The Housing Scene by Lew Sichelman

Tips for Sealing the Deal

Write a love letter about the house. Add favorable clauses to the contract. Forego any contingencies. These are often cited as tactics that can help you triumph in a bidding war. But there are other ways to seal the deal.

Admittedly, some of these maneuvers are long shots. But nothing ventured, nothing gained. So consider these steps:

-- Have your agent contact the seller’s agent to determine what points might help your offer rise to the top of the pile. The seller might want a quick close, for example, or maybe he’ll want to delay closing until his new place is ready. The idea is to find out what’s most important to the seller and give it to him.

-- In places where houses are selling fast, appraisals often lag behind the market, meaning there’s a good chance the valuation won’t be as high as your offer. So consider adding a stipulation that you’ll make up the difference if the appraisal falls short. That way, the seller knows that you won’t expect him to lower his selling price.

-- A good agent will insist on presenting her client’s offer to the seller in person. That way, she can plead your case and ask questions. She should then call you on the spot, work out any details, and not leave the property without a deal.

-- To impress upon the sellers that this is an urgent matter to you, require them to respond to your offer within a set time period: maybe 12 hours, but no longer than 24. If you get no answer, this clause says your offer becomes null and void. Calling for urgency shows your ability to move forward with the sale as quickly as the sellers want.

-- Cash is always king. A deal where there is no financing involved is far less likely to fall through than one in which the buyer needs a loan. So consider paying for the house out of your own pocket at settlement and then arranging for financing afterwards. Fannie Mae has a program for cash buyers who want to finance their purchases within six months after closing.

-- If you insist on a home inspection -- as you should -- offer a “due diligence” fee. This is essentially a fee paid to the seller to reserve the right to have the house examined for major defects. If you decide not to proceed after the inspection, you forfeit the fee; if you close, it’s credited to your side of the ledger.
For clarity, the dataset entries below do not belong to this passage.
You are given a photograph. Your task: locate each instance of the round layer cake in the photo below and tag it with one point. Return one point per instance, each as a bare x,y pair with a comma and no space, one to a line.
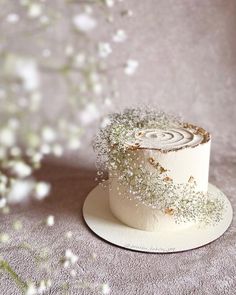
181,157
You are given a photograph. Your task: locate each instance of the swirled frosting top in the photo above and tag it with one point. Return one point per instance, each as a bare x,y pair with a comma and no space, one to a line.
168,140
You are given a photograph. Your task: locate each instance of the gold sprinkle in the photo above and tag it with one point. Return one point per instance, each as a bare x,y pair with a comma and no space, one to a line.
167,178
191,179
169,211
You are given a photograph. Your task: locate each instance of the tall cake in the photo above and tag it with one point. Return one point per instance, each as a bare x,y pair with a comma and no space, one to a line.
158,172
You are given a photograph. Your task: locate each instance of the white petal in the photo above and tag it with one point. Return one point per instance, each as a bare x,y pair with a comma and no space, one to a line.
84,22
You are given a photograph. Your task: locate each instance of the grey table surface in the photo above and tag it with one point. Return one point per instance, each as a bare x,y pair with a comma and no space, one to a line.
187,56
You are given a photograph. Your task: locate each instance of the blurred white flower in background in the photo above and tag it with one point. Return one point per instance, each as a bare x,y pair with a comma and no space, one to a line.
84,22
120,36
69,259
50,221
109,3
104,49
41,190
131,66
51,55
20,191
89,114
34,10
13,18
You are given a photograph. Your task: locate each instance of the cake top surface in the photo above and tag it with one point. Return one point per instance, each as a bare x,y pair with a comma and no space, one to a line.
167,140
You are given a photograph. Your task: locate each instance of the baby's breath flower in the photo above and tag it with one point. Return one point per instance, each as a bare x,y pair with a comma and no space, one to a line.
4,238
105,289
69,234
109,3
3,202
131,67
12,18
89,114
104,49
20,169
48,134
20,191
50,221
31,289
120,36
84,22
42,189
35,10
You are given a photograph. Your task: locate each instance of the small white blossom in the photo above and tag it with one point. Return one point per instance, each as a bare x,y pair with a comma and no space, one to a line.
7,137
131,67
109,3
79,60
42,287
20,191
35,10
74,143
94,255
97,88
48,134
70,258
4,238
104,49
107,101
105,289
44,19
105,122
84,22
50,221
3,202
73,273
12,18
45,149
69,234
31,289
20,169
120,36
57,150
46,52
42,189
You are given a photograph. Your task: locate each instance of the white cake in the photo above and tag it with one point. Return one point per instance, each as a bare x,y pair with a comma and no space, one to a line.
180,154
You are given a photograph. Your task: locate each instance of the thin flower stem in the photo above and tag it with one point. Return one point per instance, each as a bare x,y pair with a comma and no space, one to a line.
4,265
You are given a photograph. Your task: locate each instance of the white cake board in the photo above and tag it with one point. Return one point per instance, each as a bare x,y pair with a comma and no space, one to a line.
100,220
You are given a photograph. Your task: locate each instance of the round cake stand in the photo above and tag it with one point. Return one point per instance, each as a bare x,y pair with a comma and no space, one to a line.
100,220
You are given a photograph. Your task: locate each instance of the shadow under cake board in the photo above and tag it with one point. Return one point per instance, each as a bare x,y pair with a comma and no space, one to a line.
100,220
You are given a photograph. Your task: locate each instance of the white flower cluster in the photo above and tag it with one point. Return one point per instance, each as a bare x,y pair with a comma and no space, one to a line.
27,135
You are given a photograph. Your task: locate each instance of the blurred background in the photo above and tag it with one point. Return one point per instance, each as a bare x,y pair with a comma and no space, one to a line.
64,65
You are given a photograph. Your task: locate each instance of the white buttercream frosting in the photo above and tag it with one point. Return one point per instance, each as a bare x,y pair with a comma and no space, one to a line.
182,152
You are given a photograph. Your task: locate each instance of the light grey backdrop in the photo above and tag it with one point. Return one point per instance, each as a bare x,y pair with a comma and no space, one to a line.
187,55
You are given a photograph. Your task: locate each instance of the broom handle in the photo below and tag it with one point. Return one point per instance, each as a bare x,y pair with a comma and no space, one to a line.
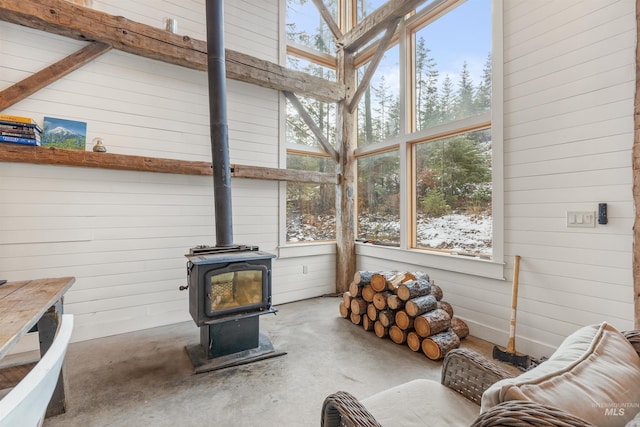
511,344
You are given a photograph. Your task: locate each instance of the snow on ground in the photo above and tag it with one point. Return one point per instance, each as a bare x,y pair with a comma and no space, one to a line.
453,232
-- An independent home inspection keeps you from essentially buying a pig in a poke. But if you are desperate, you can make the inspection for informational purposes only. That way, you’ll know what you are getting into -- the house needs a new roof, for example, or the air conditioning is on its last legs -- and the seller knows you won’t demand fixes for those problems.

-- Offer to pay some, or even all, of the seller’s closing costs. Pay for the appraisal, for example, or the homeowners’ association’s transfer charges. If you offer to take some or all of the settlement fees off their shoulders, it might seal the deal.

-- Attach an estimated HUD-1 closing cost statement so the sellers can see what their net will be if they accept your offer. Most sellers tend to expect to see a higher figure on the bottom line; if you show them what’s being paid and how the money is being allocated, there shouldn’t be any surprises.

-- Have your agent research the seller’s agent to ascertain if they have a friend or colleague in common. If so, perhaps that friend can reach out to the seller’s agent and vouch that your agent is a professional who’s easy to work with.

-- Submit a clean, understandable offer with all the blanks filled in. All of them. If something is missing, or if the seller doesn’t know what you mean by “leave some of the furniture,” your offer will go right to the bottom of the pile. This is your agent’s job, but you should double-check.

-- Your agent should cover your offer with a one-page letter spelling out, one by one, the salient points of your bid. That way, the seller won’t have to scroll through all 18 pages of your contract looking for all the key points.

-- If you really, really like the place, don’t give up, even if your offer is not the winning bid. Ask that your offer be accepted as a backup. That way, if the winning offer should fall through -- it happens more than you’d think -- instead of going back on the market, the property falls to you. No guarantee, but it sometimes works.

-- Another long-shot tactic: If you are having no luck at winning the bidding wars, ask your agent to research expired listings: houses that haven’t sold and have been taken off the market. If he finds one that fits your requirements, and you like it, he can approach the owner to see if she is still interested in selling. If so, maybe you can strike a deal without having to compete with other wannabe buyers.